In un universo senza forma, senza luce, senza corpo, non c’è nulla da vedere. Ma se il ritmo cambia, se il tempo si incurva in modo diverso da un nodo all’altro, allora nasce un effetto collaterale: la percezione di distanza. Non esiste ancora nulla che separi, ma esiste già qualcosa che varia. E se qualcosa varia più qui che lì, allora nasce l’impressione che qui e lì siano due cose diverse. È questo il primo atto percettivo cosmico: non riconoscere la distanza, ma ipotizzarla per poter dare senso a una variazione disomogenea. La Legge 6 non è solo una dichiarazione: è un atto di onestà percettiva. Dice: “Non credere a ciò che sembra diviso.

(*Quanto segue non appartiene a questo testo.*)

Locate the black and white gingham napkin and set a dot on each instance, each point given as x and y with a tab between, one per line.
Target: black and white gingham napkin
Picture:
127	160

Non stai vedendo spazio. Stai sentendo ritmo.” L’universo non ha mai creato estensione: ha creato strutture metriche che si piegano, accelerano, rallentano. L’illusione dello spazio nasce perché un osservatore interno, incapace di vedere il ritmo puro, traduce la variazione in distanza. Ma la CMDE lo sa: il cosmo è articolato, non esteso. I picchi, i vuoti, le orbite, le lunghezze: tutto è solo ritmo che danza in modo differente. E se la danza cambia, la mente percepisce uno spostamento. Non perché c’è un cammino, ma perché c’è una variazione. Questo post non spiega la gravità. Ma spiega perché ci serve credere nello spazio. È l’alibi cognitivo dell’asimmetria. È l’effetto ottico del ritmo che non torna più indietro.